カルの体は猛烈な衝撃を受けて吹き飛ばされる。
「うっ…!日本語発音なのになんて威力や」
カルは地面に叩きつけられ、体が痺れるような痛みに耐えながら、何とか立ち上がろうとする。
だが、白神の攻撃は止まることなく続く。白神はイェシカ先生の先輩にあたる。
なので当然イェシカ理論やイェシカ式英語発音を教わっていない。
故に英語の詠唱も日本語発音なのだが、それでもとんでもない威力を誇っていた。流石Sランクと言うべきだろうか
再度、白神がその冷徹な目でカルを見下ろし、剣を構える。
その姿はまるで氷の王のようだ。火属性なのに
「Aランクの自分を強者だと思っているのか。お前のような者が、Sランクと戦えるわけがない。そして生まれつきの魔導士じゃないお前みたいなカスには覚悟がない。」
その一言が、カルの胸に深く刺さる。
日本魔導士連盟大阪支部の中ではBランク以上が上級魔導士と呼ばれる。
しかし同じ上級魔導士でもAランクとSランクではこれほどの戦力差があることをはじめて痛感した
だが、その言葉を受けても、カルは諦めることなく再び立ち上がる。
その瞳に宿るのは、ただひたすらに戦い抜く意志だけだ。
だが、次の瞬間、白神の魔術が再び襲いかかる。
「Inferno Crescent(インフェルノ クレセント)!」
白神が繰り出した炎の斬撃が、空を切り裂き、カルの身体に命中する。
その一撃により、カルの体は完全に宙を舞い、地面に叩きつけられた。
カルは倒れたまま動けず、その意識は薄れかけていく。
周囲の魔導士たち、宇賀神も含めて、みんなその光景を見守っていた。
カルが倒れた瞬間、彼らの心に重く沈むものがあった。
Aランクでも十分に強いと言われていたカルが、Sランクの白神には到底敵わないことを、まざまざと見せつけられたのだ。
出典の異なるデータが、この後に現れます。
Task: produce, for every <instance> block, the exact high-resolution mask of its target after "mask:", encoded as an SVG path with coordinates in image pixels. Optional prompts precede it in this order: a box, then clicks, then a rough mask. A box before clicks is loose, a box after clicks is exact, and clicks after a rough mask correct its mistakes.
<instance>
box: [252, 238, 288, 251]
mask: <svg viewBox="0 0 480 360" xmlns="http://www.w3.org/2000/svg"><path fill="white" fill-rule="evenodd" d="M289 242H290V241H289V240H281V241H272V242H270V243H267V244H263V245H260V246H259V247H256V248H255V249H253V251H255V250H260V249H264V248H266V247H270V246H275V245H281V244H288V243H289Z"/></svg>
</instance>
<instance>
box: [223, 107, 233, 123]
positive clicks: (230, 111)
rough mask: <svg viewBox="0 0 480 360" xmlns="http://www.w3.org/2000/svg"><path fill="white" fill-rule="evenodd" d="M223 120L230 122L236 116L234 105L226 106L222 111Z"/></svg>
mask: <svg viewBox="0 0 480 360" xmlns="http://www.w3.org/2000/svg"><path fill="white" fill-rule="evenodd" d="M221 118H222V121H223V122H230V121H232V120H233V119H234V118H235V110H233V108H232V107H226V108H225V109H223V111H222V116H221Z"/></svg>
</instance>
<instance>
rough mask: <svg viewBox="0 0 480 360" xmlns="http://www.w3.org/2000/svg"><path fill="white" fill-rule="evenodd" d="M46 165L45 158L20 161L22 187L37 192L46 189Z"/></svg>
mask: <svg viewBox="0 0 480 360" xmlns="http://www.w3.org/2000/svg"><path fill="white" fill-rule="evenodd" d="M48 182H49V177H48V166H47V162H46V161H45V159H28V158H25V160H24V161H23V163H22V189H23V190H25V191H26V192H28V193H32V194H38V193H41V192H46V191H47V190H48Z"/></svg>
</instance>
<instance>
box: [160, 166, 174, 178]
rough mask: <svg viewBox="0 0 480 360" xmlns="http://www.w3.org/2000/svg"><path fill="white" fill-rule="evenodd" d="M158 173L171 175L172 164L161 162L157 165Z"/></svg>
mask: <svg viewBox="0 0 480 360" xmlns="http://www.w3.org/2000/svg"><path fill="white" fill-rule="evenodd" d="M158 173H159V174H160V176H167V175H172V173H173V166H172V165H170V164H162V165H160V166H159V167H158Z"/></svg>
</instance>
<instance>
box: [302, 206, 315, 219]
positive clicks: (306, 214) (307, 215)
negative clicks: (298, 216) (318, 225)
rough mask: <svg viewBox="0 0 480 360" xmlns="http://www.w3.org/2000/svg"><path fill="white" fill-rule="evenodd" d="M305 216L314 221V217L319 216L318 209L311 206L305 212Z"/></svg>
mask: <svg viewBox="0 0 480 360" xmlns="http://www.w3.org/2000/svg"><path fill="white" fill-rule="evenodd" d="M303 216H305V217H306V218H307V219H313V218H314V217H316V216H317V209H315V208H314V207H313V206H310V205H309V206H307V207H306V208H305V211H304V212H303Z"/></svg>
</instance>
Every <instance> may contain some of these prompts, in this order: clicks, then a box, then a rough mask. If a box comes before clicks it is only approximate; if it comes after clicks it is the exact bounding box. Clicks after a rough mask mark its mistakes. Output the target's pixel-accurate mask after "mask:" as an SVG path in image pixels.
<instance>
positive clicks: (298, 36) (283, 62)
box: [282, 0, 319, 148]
カルが立ち上がることはなかった。白神はその勝利を軽く受け入れ、無言で周囲を見渡す。
「クズ共が。お前らのようなバイト上がりの魔導士がいくら戦っても、どうせ俺様の足元にも及ばない。弱者は黙って従え。でなければ、次はお前らだ。」
白神の言葉は冷たく、支配的だ。
宇賀神も、他の魔導士たちも、深い絶望を感じていた。
カルの敗北は、彼らにとっても大きな打撃であり、この先も白神のようなSランク魔導士たちに従わなければならないという現実に、全員が押し潰されそうになっていた。
そして、カルが倒れている間、白神はゆっくりとその場を去る。